By STEVE LUNDEBERG/OSU News Service
Oxygen levels in the ocean off the Oregon and Washington coasts are not improving as they usually do this time of year and are as bad as they’ve been at any point in 2021, according to new research by Oregon State University, the Oregon Department of Fish & Wildlife and Oregon’s crabbing industry.
The Northwest for two decades has had a “hypoxia season” that begins in mid-summer, said OSU marine ecologist Francis Chan, and climate change is making those low-oxygen seasons worse. When oxygen levels drop significantly, many marine organisms that are place-bound or cannot relocate quickly enough, such as Dungeness crabs, die of oxygen starvation.
“Back in April, we predicted it would be a bad hypoxia year because of the weather, and it’s turned out to be a really bad year,” Chan said. “Oxygen levels got very low, very early, and the worst is not over. On Aug. 31, it was as close to zero as we’d seen this year. Now we’re in September, at a time when we thought oxygen would have been rising for a while, and it’s just this endless summer, but in a bad way.”
While Chan was at sea making measurements off the central Oregon coast in late August, OSU oceanographer Jack Barth was off the central Washington coast tracking subsurface dissolved oxygen with an underwater glider.
These glider measurements, with observations from the National Oceanic and Atmospheric Administration-funded Northwest Association of Networked Ocean Observing Systems, show that very low oxygen levels also extend into Washington waters.
Hypoxia occurs because summertime north winds bring nutrient-rich but oxygen-poor ocean waters to shores – factors that are exacerbated by climate change, said Chan, who directs the Cooperative Institute for Marine Ecosystem and Resources Studies. The institute is led by OSU and funded by NOAA.
This year, these summertime north winds arrived earlier than at any time in 35 years and are still going strong, said Barth. Early and strong north winds supercharge the upwelling of low-oxygen waters and nutrients from depths that fuel an exceptionally productive food web.
But it becomes too much of good thing because as those organisms die and sink, they remove oxygen from the water, making the problem worse, said Barth.
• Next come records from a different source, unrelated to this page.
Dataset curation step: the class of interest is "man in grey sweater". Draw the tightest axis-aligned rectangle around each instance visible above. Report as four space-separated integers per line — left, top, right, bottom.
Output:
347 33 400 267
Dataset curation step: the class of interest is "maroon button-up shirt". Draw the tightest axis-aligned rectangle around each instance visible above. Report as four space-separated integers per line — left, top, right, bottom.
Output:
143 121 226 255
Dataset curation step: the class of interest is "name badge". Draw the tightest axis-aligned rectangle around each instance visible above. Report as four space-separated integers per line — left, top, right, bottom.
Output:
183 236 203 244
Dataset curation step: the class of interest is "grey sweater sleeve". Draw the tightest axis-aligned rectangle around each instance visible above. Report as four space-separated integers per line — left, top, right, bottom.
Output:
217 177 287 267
On top of that, deep waters that are brought to shore are holding less and less oxygen because of climate change.
This spring a NOAA-sponsored scientific cruise detected a huge hypoxic area only six miles offshore from Oregon and Washington. By midsummer the growing low-oxygen area was approaching 8,000 square miles, leaving scientists and fisherman worried it will become a massive dead zone.
Exacerbating the effects of hypoxia is ocean acidification, which is being driven by rising levels of atmospheric carbon resulting from the burning of fossil fuels.
Commercial fishermen have long been key to the study of hypoxia, said Chan, whose research was prompted years ago by one of them calling to tell him of dead crabs.
Since then scientists led by Chan have teamed with Dungeness fishermen, using a sensor he developed that’s deployed within crab pots. The data the sensors gather aid the study of the evolving ocean and also help crabbers learn where hypoxia might be hindering their efforts.
Oregon’s Dungeness fleet produces an average annual catch of 16.7 million pounds, according to the Oregon Dungeness Crab Commission. This year’s catch was just over 12 million pounds; however, the industry is naturally variable, ranging in recent years from 3 million pounds to 33 million.
“But how are these hypoxia seasons going to be affecting the next two, three or four years?” said Tim Novotny, assistant administrator and communications manager for the commission. “How many females, who we do not harvest, are not making it through these zones?”